16 Jul 2020
It is no surprise that the 2020 pandemic, or as it's more commonly known, COVID-19, has ushered a large-scale temporary relocation of residents across the country. Residents in larger cities have fled to shared households of extended families and friends as a way to avoid more stressful chaotic living conditions of densely populated areas. In fact, a New York Times report found that 56,000 New Yorkers activated mail-forwarding requests to the United States Post Office in March, more than double the typical monthly average.
However prior to COVID-19 rippling through the United States, growth patterns already suggested that Americans are opting for secondary markets such as Austin, Charlotte, Las Vegas, and Nashville.
The trend doesn’t just reflect residents, but also of investors and companies who are establishing their primary offices and headquarters in secondary markets or even tertiary markets as well. Nashville, for example, has already begun to see the effects of Amazon’s arrival in the city, and is bracing for the expected arrival of Facebook offices. Other companies like Apple have plans to establish offices in Austin, and Deloitte in Phoenix.

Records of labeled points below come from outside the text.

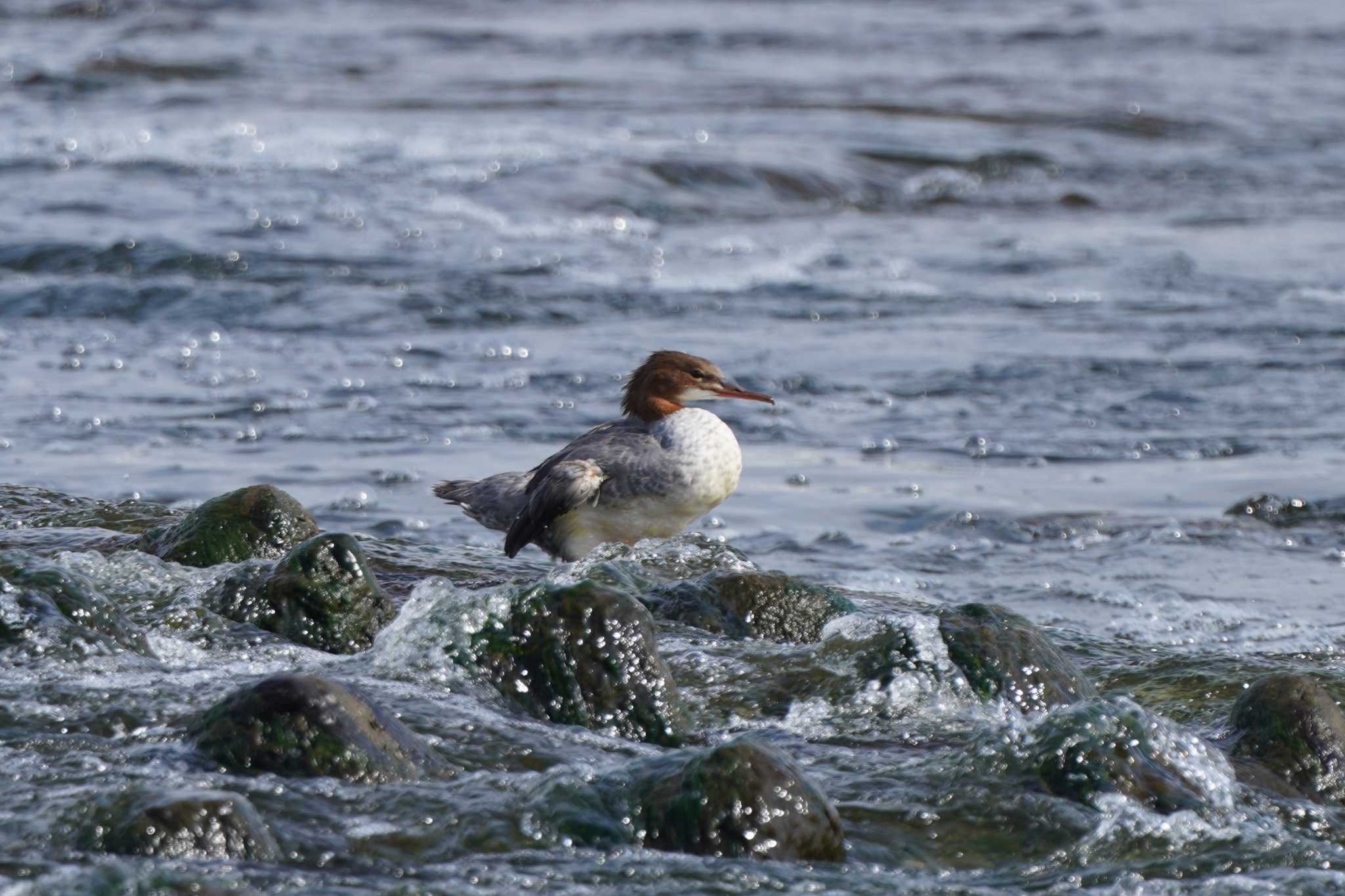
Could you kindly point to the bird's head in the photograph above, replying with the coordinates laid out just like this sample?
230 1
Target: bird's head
667 381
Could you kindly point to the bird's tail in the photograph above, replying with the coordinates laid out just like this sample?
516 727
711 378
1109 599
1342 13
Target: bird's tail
494 501
455 490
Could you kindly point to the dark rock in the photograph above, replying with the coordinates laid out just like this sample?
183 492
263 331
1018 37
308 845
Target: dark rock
1103 747
185 824
33 507
581 654
322 594
1281 511
256 522
54 610
1005 656
741 798
305 726
774 606
1292 726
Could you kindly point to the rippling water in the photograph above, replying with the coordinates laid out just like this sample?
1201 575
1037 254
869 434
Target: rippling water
1043 289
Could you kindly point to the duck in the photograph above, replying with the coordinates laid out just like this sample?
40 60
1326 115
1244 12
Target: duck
646 475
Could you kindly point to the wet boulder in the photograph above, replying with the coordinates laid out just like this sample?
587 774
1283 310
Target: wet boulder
34 507
1005 656
772 606
1289 511
1274 509
322 594
304 726
49 610
1103 747
581 654
256 522
1293 727
743 798
185 824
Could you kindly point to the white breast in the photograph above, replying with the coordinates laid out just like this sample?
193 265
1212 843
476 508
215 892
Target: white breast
707 456
699 467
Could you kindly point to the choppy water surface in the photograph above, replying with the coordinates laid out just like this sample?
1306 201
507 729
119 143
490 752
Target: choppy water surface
1043 289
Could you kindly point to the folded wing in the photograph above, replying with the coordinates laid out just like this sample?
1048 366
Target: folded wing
565 486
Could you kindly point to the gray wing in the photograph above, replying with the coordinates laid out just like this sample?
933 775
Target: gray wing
583 472
568 484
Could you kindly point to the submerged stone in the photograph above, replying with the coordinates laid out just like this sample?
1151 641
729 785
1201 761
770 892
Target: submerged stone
1293 727
255 522
1289 511
772 606
304 726
322 594
581 654
185 824
34 507
1005 656
1115 747
46 610
740 798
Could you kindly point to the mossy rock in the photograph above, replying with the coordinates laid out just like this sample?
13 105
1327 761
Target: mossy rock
772 606
60 612
256 522
322 594
34 507
743 798
1293 727
1289 511
183 824
581 654
304 726
1005 656
1115 747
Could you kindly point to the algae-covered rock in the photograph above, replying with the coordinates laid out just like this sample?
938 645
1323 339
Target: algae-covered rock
581 654
305 726
1115 747
255 522
183 824
1289 511
1005 656
772 606
1294 729
322 594
740 798
51 612
34 507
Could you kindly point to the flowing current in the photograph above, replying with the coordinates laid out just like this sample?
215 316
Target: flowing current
1043 289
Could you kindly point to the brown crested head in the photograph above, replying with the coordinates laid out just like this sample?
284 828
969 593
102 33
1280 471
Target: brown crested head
666 381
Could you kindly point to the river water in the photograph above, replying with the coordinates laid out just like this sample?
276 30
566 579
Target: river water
1042 288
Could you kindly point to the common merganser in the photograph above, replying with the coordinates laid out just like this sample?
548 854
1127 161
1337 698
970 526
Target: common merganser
646 475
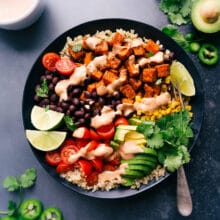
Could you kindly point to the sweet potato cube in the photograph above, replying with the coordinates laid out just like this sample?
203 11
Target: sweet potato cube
139 51
149 75
97 75
109 77
128 91
91 87
149 92
162 70
135 83
151 46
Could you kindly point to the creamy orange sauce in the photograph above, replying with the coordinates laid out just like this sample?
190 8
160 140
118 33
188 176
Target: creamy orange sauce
111 176
114 86
128 149
150 104
101 151
77 78
106 117
13 9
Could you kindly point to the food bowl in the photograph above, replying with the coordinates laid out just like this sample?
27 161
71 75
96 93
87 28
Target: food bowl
17 14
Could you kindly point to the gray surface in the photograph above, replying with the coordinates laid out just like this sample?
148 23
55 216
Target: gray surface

Marcus Millichap has released a report on population growth with the intention of understanding how the pandemic has affected the commercial real estate industry.
According to the report, some of the primary reasons for growth in secondary markets include the financial and lifestyle advantages that smaller markets are able to offer. COVID-19 has been noted as an accelerant of this preexisting trend. Primary cities such as New York and Chicago have seen net-out migration of 600,000 since 2014, as they watch residents shift into smaller markets.
The Marcus Millichap report is quoted stating:
“As more residential and office space fills, other types of local real estate will benefit, from retail shopping centers to industrial facilities and even self-storage buildings. At a high level, assets in secondary and tertiary markets have recorded tighter vacancy and stronger rent growth than comparable properties in gateway metros, drawing investor attention.”
While lifestyle trends have been an apparent driver for residents looking for less densely populated cities to live in, experts also suggest that recent social distancing measures might also be impacting attitudes towards primary markets.
Like most commercial real estate classes, the self storage industry has historically analyzed population growth patterns as a key demand driver.